NHLA grading rules permit tapered boards, but if I remember the rules the
width is measured 1/3 from the smallest end? Anyway, some sawyers say sawing parallel to the bark is the way to go, others don't bother and just square up the log.



From Gene Wengert, forum technical advisor:
When you saw parallel to the bark, you will have the grain parallel to the lumber's length (unless the log has spiral grain) and will have a higher yield of upper grade lumber. For a tapered log, you can take the taper out of the outside wood (which is the clearest) and end up with short clear pieces. Or you can saw parallel to the bark and then take the taper out in the lower grade portion of the log.

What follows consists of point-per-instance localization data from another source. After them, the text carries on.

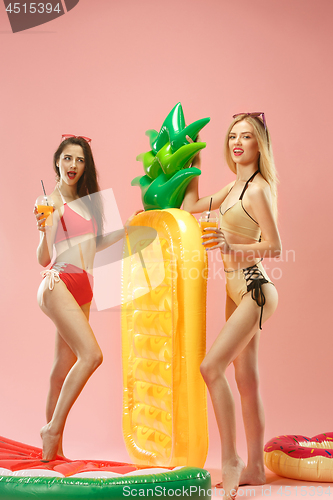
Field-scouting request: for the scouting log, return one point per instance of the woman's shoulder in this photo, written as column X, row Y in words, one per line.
column 57, row 201
column 258, row 188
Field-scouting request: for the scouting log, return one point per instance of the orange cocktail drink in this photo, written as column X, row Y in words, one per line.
column 208, row 220
column 47, row 210
column 45, row 206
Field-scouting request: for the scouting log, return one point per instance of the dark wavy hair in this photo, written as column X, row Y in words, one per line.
column 87, row 184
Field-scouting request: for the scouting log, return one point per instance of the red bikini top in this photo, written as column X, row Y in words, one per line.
column 73, row 224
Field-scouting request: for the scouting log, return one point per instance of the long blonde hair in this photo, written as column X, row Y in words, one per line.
column 266, row 160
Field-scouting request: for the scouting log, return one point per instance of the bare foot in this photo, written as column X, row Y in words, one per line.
column 253, row 476
column 231, row 474
column 50, row 442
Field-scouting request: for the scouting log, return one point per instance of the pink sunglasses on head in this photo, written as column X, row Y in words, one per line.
column 68, row 136
column 255, row 115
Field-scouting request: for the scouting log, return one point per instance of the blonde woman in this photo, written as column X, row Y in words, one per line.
column 247, row 233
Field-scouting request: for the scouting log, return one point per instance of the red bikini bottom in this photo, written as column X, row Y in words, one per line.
column 79, row 282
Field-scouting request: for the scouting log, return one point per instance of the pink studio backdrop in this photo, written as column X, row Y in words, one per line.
column 111, row 70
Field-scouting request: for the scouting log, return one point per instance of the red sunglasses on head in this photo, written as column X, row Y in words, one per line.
column 68, row 136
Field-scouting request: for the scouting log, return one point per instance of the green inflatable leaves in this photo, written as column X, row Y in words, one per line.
column 167, row 164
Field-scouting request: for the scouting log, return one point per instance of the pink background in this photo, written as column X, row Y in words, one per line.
column 111, row 70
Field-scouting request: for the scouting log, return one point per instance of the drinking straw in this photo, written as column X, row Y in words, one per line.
column 44, row 192
column 210, row 206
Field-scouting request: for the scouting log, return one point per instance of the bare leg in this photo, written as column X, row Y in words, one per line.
column 73, row 326
column 64, row 359
column 247, row 378
column 234, row 337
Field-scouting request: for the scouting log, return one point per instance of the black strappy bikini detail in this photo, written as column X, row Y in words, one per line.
column 247, row 183
column 254, row 281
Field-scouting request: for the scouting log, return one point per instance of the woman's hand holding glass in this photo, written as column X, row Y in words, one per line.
column 214, row 238
column 40, row 218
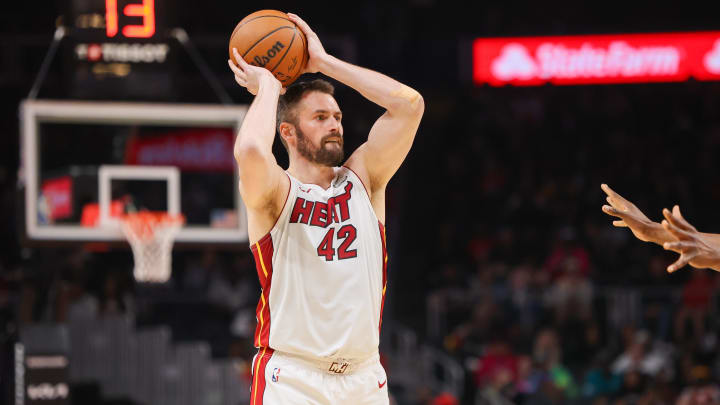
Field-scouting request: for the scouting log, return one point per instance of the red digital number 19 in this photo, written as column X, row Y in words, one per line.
column 146, row 10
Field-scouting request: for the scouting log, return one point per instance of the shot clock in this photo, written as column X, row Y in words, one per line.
column 119, row 49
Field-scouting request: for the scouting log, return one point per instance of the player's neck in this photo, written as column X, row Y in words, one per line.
column 311, row 173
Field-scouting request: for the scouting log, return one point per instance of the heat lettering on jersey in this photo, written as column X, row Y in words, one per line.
column 318, row 213
column 323, row 214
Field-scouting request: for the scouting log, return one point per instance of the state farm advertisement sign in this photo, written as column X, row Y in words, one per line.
column 631, row 58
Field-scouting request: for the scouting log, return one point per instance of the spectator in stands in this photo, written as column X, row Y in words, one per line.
column 696, row 298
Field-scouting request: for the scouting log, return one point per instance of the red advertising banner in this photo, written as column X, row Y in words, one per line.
column 592, row 59
column 201, row 149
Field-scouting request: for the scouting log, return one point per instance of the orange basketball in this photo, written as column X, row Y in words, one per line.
column 267, row 38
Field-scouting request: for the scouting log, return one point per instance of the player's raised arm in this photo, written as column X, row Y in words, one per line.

So long as upper grade is worth 4x of lower grade, it is worth the time it takes to saw parallel to the bark. Parallel to the bark is also called full taper. (Note that half-taper sawing, that is sawing between parallel to the bark and parallel to the center, is the worst choice of all).


From contributor S:
Increasing the cut dept will cause gullet overload leading to spillage and resulting in washboarding. There are a few factors involved in reducing the occurrence of this phenomenon. A single pitch saw has no chance of working as it should in these conditions no matter how much you square up the tips reduce the clearance angle and lengthen the hook (a radiated hook bottom will also cause spillage).

The vibration in the blade cause by the harmonics needs to be stabilized and the best way to achieve this is through a variable pitch. In theory every pitch on the saw should be different but that's not viable. Depending on the blade 3/5/7 variable pitch patterns are commonly used. People often talk about feed speeds being too slow. The essential component of any mill is the blade. It is completely dynamic, representing the machine it is on only.